New Grief: Stay True
In March of 2020, the country was forced into introversion at the onset of a worldwide pandemic. A “safer at home” mandate was put in place to save as many people as possible from the threat of a widespread infection, yet the result forced many people to face unsafe circumstances at home. We were forced to deal with our families, our personalities, our thoughts, our addictions. We were forced to see one another, vulnerable and scared, with no means of escape. For some of us, the world was safer than our homes. For many others, the world was never safe.
After 2 months of collective self-reflection, we found some semblance of unity in that we were all suffering together. Together. We were all at home and miserable in our own existence.
Then George Floyd was murdered…
and the country went into an uproar.
People protested, many who had never protested before. Brown people and white people stood alongside one another, supporting each other and supporting themselves. There was more collective suffering, a collective experience of trauma.
The word trauma, in fact, has an interesting history. According to the Ngram Viewer, usage of the word has spiked since the 1950s and 60s. What was happening in the 50s and 60s? Race riots. What was happening before? Racial inequality, racism and bias toward certain groups of people and the resistance thereof.

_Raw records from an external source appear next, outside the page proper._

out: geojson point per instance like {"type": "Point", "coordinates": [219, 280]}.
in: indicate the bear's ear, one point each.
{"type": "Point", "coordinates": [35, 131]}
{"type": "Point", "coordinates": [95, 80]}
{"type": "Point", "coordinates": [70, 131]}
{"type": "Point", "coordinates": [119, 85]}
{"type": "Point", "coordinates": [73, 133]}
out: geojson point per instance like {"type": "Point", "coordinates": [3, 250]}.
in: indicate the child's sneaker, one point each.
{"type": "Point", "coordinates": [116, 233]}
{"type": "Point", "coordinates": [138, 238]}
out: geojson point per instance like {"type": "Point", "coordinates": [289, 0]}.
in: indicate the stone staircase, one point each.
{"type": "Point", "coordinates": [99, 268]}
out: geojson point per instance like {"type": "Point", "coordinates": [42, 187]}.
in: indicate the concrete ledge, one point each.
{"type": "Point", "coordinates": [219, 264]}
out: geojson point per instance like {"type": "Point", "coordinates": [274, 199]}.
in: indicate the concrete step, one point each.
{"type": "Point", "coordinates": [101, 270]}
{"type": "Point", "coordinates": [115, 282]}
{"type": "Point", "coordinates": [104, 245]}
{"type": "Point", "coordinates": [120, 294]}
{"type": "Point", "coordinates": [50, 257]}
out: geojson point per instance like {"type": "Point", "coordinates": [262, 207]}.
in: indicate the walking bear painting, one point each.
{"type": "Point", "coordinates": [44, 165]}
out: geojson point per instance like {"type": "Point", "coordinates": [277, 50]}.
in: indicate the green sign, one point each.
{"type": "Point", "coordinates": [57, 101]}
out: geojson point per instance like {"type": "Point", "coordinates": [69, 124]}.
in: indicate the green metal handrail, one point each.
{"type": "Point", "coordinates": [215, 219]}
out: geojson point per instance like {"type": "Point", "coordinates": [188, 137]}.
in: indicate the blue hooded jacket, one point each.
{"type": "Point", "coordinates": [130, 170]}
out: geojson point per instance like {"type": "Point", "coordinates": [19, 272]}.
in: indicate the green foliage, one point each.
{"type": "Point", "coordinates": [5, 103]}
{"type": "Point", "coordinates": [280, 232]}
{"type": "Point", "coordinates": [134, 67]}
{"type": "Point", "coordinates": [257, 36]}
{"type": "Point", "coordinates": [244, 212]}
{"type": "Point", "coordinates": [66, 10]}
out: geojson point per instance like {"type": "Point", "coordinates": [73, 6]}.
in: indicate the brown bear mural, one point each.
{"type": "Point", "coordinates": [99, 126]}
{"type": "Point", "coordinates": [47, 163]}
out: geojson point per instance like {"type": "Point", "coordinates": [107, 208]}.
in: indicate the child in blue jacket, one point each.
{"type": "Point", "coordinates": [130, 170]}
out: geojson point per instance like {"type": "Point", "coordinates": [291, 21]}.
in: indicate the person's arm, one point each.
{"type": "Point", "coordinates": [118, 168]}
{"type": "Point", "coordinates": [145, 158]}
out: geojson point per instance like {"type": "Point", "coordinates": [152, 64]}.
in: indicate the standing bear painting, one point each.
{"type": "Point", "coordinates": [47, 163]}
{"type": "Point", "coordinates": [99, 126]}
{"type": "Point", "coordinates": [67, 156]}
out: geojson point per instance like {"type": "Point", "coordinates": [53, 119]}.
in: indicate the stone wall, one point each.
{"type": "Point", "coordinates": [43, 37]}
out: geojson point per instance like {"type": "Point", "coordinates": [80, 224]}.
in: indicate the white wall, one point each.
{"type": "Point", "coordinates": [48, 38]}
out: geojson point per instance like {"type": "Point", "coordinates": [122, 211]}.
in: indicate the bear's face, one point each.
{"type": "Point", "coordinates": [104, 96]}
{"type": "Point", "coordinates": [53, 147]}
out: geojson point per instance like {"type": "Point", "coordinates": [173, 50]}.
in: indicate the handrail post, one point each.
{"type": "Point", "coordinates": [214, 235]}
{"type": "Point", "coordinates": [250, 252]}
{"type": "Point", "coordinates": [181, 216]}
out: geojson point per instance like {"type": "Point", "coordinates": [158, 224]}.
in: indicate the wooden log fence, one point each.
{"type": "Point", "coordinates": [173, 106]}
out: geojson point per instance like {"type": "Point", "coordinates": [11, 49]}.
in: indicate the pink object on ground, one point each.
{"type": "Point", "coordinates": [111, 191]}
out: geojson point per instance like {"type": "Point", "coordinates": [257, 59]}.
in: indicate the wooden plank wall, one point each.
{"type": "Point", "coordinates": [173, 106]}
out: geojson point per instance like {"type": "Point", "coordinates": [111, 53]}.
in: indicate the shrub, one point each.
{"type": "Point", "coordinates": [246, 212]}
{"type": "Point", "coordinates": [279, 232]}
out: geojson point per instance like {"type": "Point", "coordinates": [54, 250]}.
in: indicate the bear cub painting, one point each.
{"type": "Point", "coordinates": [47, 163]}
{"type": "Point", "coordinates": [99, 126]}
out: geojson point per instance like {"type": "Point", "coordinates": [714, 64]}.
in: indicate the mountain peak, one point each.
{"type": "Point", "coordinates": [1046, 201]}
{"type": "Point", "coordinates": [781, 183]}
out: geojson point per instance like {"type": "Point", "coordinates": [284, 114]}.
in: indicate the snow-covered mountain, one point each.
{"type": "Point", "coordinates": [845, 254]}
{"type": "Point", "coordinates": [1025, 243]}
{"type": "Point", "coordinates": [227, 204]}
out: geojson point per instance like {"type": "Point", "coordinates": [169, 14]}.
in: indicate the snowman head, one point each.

So what is more traumatic today in 2020 than in 2019? I would say that 2020 brought new awareness — awareness of ourselves, of our inequities, and of our inability to mask our trauma with external stimulation. We have become aware of our own trauma, coupled with the new experience of the trauma of others.
For some, this trauma is not new…
and this grief is not new.
For some, this grief has been unsheathed, drawn from the stone of naiveté and thrust into collective consciousness. For others, it hangs at the hip, its blade constantly sharpened by layers of unacknowledged trauma, drawing blood at every step and leaving a trail of blood in its owner’s wake. Yet, we have all been walking on spilled blood whether we have been aware of it or not.
For those of you who are newly aware…
welcome.
Artists have expressed trauma for centuries. The concept of art, trauma and resistance is not new. The current moment, what I’ll call The Movement of 2020, is unlike any other movement, simply because the world was forced into a sort of collective time-out. Everything slowed, even the production of art. I, like many other artists, thrive in the kind of silence that was created: the buzzing energy of the world quelled with everyone inside their homes, the streets emptied, and we shared the echo of the night. The quiet energy was like an early winter morning, all sound buffered by a heavy blanket of snow. In the quiet, a new energy drove me to want to create, despite my own quarantine. I was fortunate enough to have a studio inside my home so I combined my own solitary sadness with the abundance of energy newly available to me and poured it into my art. I was miserable but I had to create. I had to, with every ounce of my soul and my being.
The same is not true for every artist, nor should that be the expectation, but somehow it was for me and for many. And as the race riots grew, fires burned, and Black blood continued to spill, more and more people created more art that expressed the rage that so many were experiencing. The self-taught, quiet rage that I bottled up into a nice little package so as not to appear as an angry Black woman no longer seemed acceptable. The call was for loud radical art, forceful and belligerent.
What do I do with myself if I am not belligerent? Am I still relevant to the cause? Does my work still reach an audience that expects boisterous and radical protest? No one came to me and requested or demanded that I change my style. No one told me that my art was no longer acceptable, that I should change or get trampled by the cause.
I am more angry today than before 2020:
traumatized by my personal struggles and the struggles of Black and brown culture;
traumatized by the ripping away of bandages placed and replaced over wounds that never heal, at the hands of white people who are newly aware of those wounds and want to poke and prod for their own understanding.
I am angry, and working in my studio quells that anger, twists it into shapes and forms, the likes of which people never expect. My work is abstract: it doesn’t contain literal narratives or reveal obvious rage. But it is relevant. I recognize that I do not have to change my voice in order to stay relevant. I need to stay true, as does every other artist who uses their voice at octaves most appropriate for them. I encourage any other artist who faces the same struggle: stay true to your voice and we will listen.